I use a piece of 5/8 steel plate with a square milled out that fits the flats on my er40 collect holder (my version of that holder DOES have the flats). I set the holder in (tail first), then torque away. My first version broke (i had a 3/4 tang on the one side of the square the trying to torque to 100+ ft-lbs bent it and I landed on my ass. I went beefier on the second one.

The plate is bolted to my welding table..... and the table weighs almost 300 lbs. so it is good for the amount of torque needed.
 
There appears to be a lot of material on your ER40 tool holder to machine flats for a counter spanner.

I would go that route vs a spindle lock. If the lock is strong enough, the weak point may become the little alignment screw inside the R8 taper. If you are lucky, it will just shear. If you are not, it will shear, jam and really gouge the inside of your spindle.

Always sacrifice the ”cheap” component; in this case the ER40 collet holder.
That is a very good point!
A .250 hole sounds like the way to go. The only way I have to hold end mills in my machine is via the collet, so hard to mill the flats on the adaptor when it is in the machine...

Thanks everyone for the feedback. I now have a. way forward.
 
That is a very good point!
A .250 hole sounds like the way to go. The only way I have to hold end mills in my machine is via the collet, so hard to mill the flats on the adaptor when it is in the machine...

Thanks everyone for the feedback. I now have a. way forward.

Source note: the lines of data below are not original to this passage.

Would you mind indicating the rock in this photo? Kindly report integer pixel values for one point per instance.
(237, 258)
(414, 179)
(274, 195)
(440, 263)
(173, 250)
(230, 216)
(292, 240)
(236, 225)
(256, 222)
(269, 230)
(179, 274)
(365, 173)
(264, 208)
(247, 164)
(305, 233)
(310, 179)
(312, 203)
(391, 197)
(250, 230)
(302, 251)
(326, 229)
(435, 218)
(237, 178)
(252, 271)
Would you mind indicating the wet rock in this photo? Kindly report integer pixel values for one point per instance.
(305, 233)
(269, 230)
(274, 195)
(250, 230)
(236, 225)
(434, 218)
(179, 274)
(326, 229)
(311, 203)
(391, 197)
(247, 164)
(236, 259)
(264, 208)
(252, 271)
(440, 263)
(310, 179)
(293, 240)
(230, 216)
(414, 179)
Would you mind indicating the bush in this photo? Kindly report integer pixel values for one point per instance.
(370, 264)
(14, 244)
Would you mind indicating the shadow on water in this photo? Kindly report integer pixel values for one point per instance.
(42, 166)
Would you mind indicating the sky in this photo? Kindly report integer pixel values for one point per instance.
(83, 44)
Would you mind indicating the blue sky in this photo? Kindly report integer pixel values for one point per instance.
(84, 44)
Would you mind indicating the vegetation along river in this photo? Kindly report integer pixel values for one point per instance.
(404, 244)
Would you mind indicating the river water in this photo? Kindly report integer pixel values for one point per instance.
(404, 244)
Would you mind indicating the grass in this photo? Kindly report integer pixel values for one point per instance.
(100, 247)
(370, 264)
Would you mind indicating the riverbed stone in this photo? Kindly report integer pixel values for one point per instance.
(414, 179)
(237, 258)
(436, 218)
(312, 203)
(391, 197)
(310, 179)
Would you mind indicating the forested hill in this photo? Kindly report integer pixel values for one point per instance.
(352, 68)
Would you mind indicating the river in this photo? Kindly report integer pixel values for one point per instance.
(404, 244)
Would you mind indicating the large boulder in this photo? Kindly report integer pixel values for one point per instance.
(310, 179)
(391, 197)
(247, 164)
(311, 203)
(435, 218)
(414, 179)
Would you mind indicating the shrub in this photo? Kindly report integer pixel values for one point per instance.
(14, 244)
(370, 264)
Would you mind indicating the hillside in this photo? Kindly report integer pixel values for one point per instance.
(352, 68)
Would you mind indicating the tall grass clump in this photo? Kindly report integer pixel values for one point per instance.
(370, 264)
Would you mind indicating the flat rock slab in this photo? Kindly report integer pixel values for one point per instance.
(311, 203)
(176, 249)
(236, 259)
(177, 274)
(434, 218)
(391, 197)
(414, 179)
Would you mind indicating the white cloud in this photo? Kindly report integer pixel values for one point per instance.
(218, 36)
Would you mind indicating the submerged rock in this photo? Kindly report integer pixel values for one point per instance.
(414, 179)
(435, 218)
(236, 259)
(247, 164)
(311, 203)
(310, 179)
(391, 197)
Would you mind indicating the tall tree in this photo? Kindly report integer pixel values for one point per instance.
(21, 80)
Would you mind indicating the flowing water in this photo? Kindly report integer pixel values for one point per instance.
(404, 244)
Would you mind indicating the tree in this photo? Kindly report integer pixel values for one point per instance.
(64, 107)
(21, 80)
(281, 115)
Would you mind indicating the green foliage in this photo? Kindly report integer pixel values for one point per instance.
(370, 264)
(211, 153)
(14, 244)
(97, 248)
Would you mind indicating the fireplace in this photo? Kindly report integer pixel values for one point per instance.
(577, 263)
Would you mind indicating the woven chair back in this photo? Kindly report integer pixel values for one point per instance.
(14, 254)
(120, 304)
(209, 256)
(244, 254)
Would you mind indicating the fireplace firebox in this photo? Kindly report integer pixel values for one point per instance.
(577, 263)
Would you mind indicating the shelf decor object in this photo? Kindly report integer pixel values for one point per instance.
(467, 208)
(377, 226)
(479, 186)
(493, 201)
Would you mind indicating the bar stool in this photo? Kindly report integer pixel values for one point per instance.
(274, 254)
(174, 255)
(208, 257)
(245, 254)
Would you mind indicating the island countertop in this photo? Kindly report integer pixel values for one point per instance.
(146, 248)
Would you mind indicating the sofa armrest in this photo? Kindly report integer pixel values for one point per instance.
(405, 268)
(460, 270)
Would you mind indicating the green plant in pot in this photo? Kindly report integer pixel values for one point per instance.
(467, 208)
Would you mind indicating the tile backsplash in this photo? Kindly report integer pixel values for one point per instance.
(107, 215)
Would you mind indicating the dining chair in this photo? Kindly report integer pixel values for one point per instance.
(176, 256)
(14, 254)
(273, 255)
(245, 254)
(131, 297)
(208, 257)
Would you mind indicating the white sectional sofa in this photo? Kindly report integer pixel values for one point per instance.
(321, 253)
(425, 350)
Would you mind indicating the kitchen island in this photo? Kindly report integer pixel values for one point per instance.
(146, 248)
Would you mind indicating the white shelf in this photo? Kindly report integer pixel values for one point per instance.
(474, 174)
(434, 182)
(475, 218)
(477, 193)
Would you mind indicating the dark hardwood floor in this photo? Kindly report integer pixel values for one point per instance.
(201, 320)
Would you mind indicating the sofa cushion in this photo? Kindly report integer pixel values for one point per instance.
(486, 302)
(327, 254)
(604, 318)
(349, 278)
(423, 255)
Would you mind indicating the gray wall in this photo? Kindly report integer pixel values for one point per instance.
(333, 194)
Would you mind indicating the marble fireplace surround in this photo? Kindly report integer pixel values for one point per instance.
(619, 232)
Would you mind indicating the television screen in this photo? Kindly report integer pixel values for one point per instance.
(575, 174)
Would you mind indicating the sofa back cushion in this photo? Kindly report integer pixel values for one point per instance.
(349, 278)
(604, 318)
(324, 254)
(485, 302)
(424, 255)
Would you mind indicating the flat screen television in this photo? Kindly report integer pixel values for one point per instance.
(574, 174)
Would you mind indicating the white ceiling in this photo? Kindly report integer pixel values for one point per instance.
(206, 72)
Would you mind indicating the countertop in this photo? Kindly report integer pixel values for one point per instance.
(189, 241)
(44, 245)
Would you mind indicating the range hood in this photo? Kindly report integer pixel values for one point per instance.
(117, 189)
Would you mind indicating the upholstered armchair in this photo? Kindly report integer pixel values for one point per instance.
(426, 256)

1/2" R8 collets can be had for cheap. Even BB isn't all that bad Buy Collet 1/2in. R8 at Busy Bee Tools Even cheaper from AliExpress. You'll probably want a set of R8 collets down the road as they take up the least amount of tool mounting room which can be troublesome with a RF30. I've been collecting them one collet at a time. 1/2" and 3/8" will handle 90% of your needs.